Advantage: Edmonton.
Contrast that thin-in-a-hurry Stars blueline to Edmonton, where Knoblauch made Vincent Desharnais a healthy scratch, a 6-foot-6 top-six staple this season who will be a sought-after free agent this summer if he doesn’t re-sign in Edmonton. Knoblauch already displayed balls the size of an Athabasca oil sands dump truck last round when he went to Calvin Pickard for Game 4 against Vancouver; he smashed all the right buttons in Game 4 against Dallas.
Knoblauch swapped out three healthy players, which DeBoer acknowledged on Wednesday is almost unheard of in Round 3 of a razor-thin playoff series. All three of them – Ryan McLeod, Perry and Philip Broberg – contributed in big ways. Perry assisted on McLeod’s goal that got the ball rolling, and watch back the goal celebration scrum – you can almost see Perry trying to coax the Oilers to believe.
So, for all of the (justified) talk of the Stars’ two first lines and embarrassment of riches in a forward group that has Matt Duchene, Tyler Seguin or Jamie Benn anchoring a third line on a nightly basis, the Oilers are managing just fine.
“I think our teams are built different,” Janmark said. “I don’t think their team has the top players that we have. I think it’s obvious they have three lines that are A, B and C, and we have the first line and our top-six that scores. So it’s hard to challenge that way, but for sure we knew we could contribute and maybe in different ways than their depth.”

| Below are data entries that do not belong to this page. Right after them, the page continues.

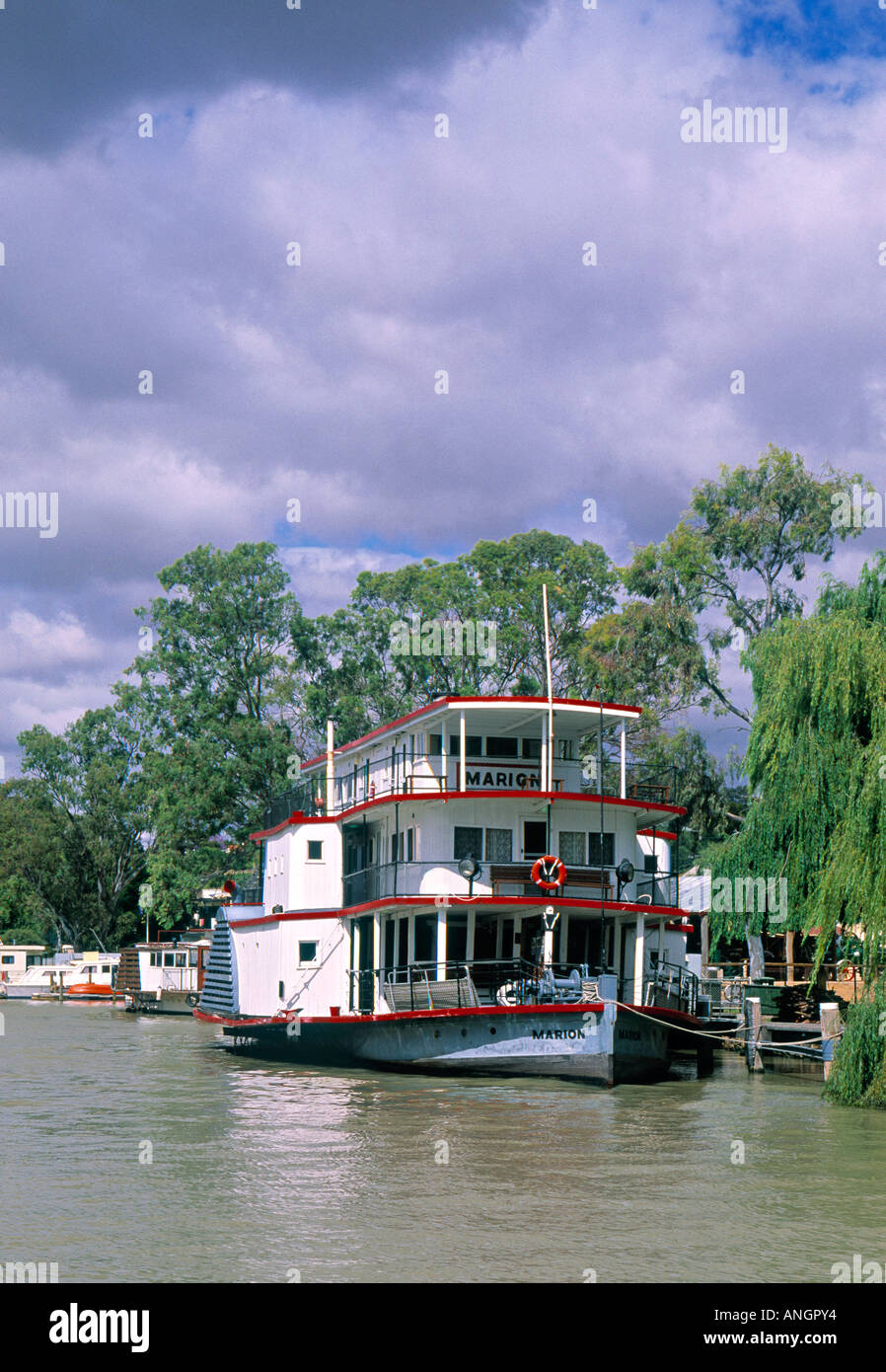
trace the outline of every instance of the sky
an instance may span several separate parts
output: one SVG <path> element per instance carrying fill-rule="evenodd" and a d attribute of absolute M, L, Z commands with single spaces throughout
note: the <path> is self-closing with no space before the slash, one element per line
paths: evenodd
<path fill-rule="evenodd" d="M 7 775 L 199 543 L 317 613 L 528 528 L 625 561 L 769 442 L 886 490 L 878 0 L 289 3 L 0 10 L 0 495 L 58 497 L 0 528 Z"/>

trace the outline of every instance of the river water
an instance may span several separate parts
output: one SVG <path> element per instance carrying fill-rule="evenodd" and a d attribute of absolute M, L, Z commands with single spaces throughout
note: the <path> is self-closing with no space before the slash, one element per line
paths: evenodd
<path fill-rule="evenodd" d="M 184 1017 L 0 1010 L 0 1262 L 59 1281 L 830 1283 L 856 1253 L 886 1262 L 886 1114 L 824 1104 L 816 1076 L 732 1055 L 614 1091 L 318 1070 Z"/>

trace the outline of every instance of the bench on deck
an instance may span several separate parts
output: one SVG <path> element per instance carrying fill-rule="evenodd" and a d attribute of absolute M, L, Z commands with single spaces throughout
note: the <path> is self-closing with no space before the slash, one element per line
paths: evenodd
<path fill-rule="evenodd" d="M 431 981 L 416 977 L 409 981 L 388 981 L 384 999 L 391 1010 L 458 1010 L 480 1007 L 480 997 L 470 974 Z"/>
<path fill-rule="evenodd" d="M 599 867 L 571 867 L 566 866 L 566 886 L 598 886 L 601 890 L 601 899 L 612 899 L 612 877 L 605 868 L 601 871 Z M 532 886 L 532 892 L 538 890 L 539 896 L 550 895 L 554 896 L 555 892 L 546 892 L 542 886 L 536 886 L 532 881 L 532 863 L 509 863 L 509 864 L 492 864 L 490 867 L 490 882 L 492 885 L 492 895 L 498 896 L 499 886 L 502 882 L 516 882 L 524 886 Z M 560 888 L 562 889 L 562 888 Z"/>

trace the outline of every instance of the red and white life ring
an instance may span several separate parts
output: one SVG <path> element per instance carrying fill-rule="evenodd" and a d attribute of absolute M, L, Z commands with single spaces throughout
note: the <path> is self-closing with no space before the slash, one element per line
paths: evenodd
<path fill-rule="evenodd" d="M 558 886 L 564 886 L 566 882 L 566 868 L 564 867 L 562 858 L 551 858 L 550 853 L 544 858 L 538 858 L 532 863 L 532 881 L 542 890 L 557 890 Z"/>

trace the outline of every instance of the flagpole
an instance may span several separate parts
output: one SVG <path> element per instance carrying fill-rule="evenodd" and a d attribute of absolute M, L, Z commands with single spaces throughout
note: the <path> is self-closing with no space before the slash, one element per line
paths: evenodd
<path fill-rule="evenodd" d="M 603 881 L 603 702 L 599 698 L 601 690 L 597 687 L 597 704 L 599 705 L 599 730 L 597 735 L 597 785 L 599 786 L 599 970 L 606 974 L 606 884 Z M 613 855 L 614 856 L 614 855 Z"/>

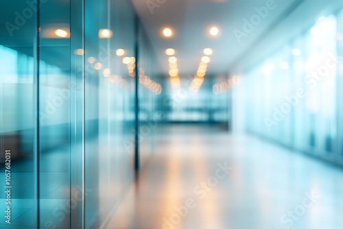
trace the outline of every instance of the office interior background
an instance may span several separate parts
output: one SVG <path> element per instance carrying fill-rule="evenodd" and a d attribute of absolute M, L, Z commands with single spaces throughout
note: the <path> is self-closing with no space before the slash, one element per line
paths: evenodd
<path fill-rule="evenodd" d="M 109 217 L 163 137 L 187 141 L 194 126 L 305 155 L 342 178 L 342 77 L 338 0 L 3 0 L 0 228 L 141 228 Z M 338 197 L 342 180 L 332 182 Z M 192 225 L 174 226 L 202 228 Z M 260 228 L 230 225 L 204 228 Z"/>

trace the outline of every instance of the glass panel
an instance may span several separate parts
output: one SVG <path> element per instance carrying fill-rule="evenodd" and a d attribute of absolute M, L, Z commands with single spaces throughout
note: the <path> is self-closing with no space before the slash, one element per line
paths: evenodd
<path fill-rule="evenodd" d="M 29 2 L 29 4 L 24 1 L 0 3 L 1 228 L 36 226 L 34 154 L 36 17 L 34 1 L 32 1 L 34 5 Z"/>
<path fill-rule="evenodd" d="M 40 226 L 70 228 L 70 2 L 42 1 L 39 49 Z"/>
<path fill-rule="evenodd" d="M 85 12 L 85 219 L 99 228 L 134 178 L 134 14 L 126 0 Z"/>

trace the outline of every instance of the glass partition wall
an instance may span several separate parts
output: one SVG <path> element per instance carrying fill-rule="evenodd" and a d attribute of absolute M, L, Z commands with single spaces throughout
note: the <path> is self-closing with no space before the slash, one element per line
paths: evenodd
<path fill-rule="evenodd" d="M 158 96 L 137 79 L 156 65 L 144 30 L 126 0 L 5 0 L 0 15 L 0 228 L 99 228 Z"/>
<path fill-rule="evenodd" d="M 243 74 L 234 91 L 246 130 L 343 164 L 342 15 L 318 18 Z"/>

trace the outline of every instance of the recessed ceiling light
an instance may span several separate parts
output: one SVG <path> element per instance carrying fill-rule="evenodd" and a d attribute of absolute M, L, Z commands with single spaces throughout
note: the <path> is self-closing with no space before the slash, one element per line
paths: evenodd
<path fill-rule="evenodd" d="M 109 38 L 112 37 L 112 31 L 108 29 L 103 29 L 99 30 L 99 38 Z"/>
<path fill-rule="evenodd" d="M 178 74 L 178 69 L 171 69 L 169 73 L 171 77 L 176 77 Z"/>
<path fill-rule="evenodd" d="M 211 56 L 212 55 L 213 53 L 213 51 L 212 51 L 211 49 L 206 48 L 204 49 L 204 54 L 205 55 Z"/>
<path fill-rule="evenodd" d="M 202 58 L 201 58 L 201 62 L 203 62 L 203 63 L 205 63 L 205 64 L 208 64 L 211 61 L 211 59 L 208 56 L 203 56 Z"/>
<path fill-rule="evenodd" d="M 218 34 L 219 34 L 218 28 L 216 27 L 211 27 L 210 29 L 210 34 L 211 34 L 211 35 L 212 35 L 213 36 L 218 35 Z"/>
<path fill-rule="evenodd" d="M 56 29 L 55 31 L 55 34 L 61 38 L 65 38 L 67 37 L 67 36 L 68 36 L 68 33 L 67 32 L 67 31 L 60 29 Z"/>
<path fill-rule="evenodd" d="M 175 54 L 175 50 L 173 49 L 165 49 L 165 53 L 168 56 L 173 56 Z"/>
<path fill-rule="evenodd" d="M 173 32 L 169 28 L 163 29 L 163 35 L 166 37 L 170 37 L 173 35 Z"/>
<path fill-rule="evenodd" d="M 169 58 L 168 61 L 170 64 L 175 64 L 178 62 L 178 59 L 175 56 L 171 56 Z"/>
<path fill-rule="evenodd" d="M 95 64 L 94 64 L 94 69 L 95 70 L 100 70 L 102 68 L 102 64 L 100 62 L 97 62 Z"/>
<path fill-rule="evenodd" d="M 125 50 L 124 49 L 117 49 L 117 51 L 115 51 L 115 54 L 118 56 L 124 56 L 125 54 Z"/>
<path fill-rule="evenodd" d="M 123 64 L 128 64 L 131 62 L 131 60 L 129 57 L 126 57 L 123 58 Z"/>

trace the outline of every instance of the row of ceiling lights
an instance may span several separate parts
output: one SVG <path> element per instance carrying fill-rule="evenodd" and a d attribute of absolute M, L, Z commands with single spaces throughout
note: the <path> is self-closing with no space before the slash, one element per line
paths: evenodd
<path fill-rule="evenodd" d="M 170 27 L 165 27 L 162 29 L 162 35 L 165 38 L 172 38 L 174 36 L 174 31 Z M 217 27 L 213 26 L 209 28 L 209 34 L 211 36 L 217 36 L 219 35 L 219 29 Z"/>

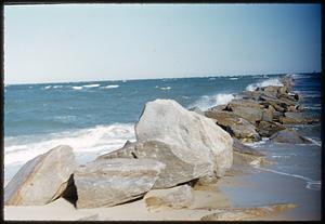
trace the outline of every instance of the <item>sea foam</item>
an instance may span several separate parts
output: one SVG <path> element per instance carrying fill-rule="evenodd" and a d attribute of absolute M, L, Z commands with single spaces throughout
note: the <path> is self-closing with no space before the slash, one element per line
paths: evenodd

The Oilers got some incredibly important even-strength shifts from Janmark and Connor Brown and Perry and Dylan Holloway. They may not be flashy, as Knoblauch said, but it’s part of a winning formula in the playoffs.
“Our depth is defensive responsibility, especially on our penalty kill,” Knoblauch said. “Now, lately, they’ve been coming up with some key goals.”
So few teams get to replenish through the Draft with special game breakers like Wyatt Johnston and Logan Stankoven outside of the lottery positions. They might ultimately be the difference in this series. But how many coaches have a former Hart Trophy winner and four-time Stanley Cup finalist ready to be re-inserted into the lineup in place of a 20-goal scorer in Warren Foegele?
“That’s what good teams have, that’s what winning teams have,” Leon Draisaitl said.
This has been an odd series. There is zero animosity, no healthy hate worked up between these two teams. There is barely any emotion, except in the rollercoaster of momentum swings within games. The drama is in what is at stake.
“Best of three for a trip to the Stanley Cup Final,” DeBoer said.
The Oilers could have folded like a cheap tent in a soft wind on Wednesday night. A couple years ago, they might have. They responded with what is the signature win of the Connor McDavid Era in Edmonton. For now.
“You look at this series, there’s four games Dallas thought they could’ve won, and there’s four games that we could’ve won,” Knoblauch said. “It’s been a good series, and I like where we’re going.”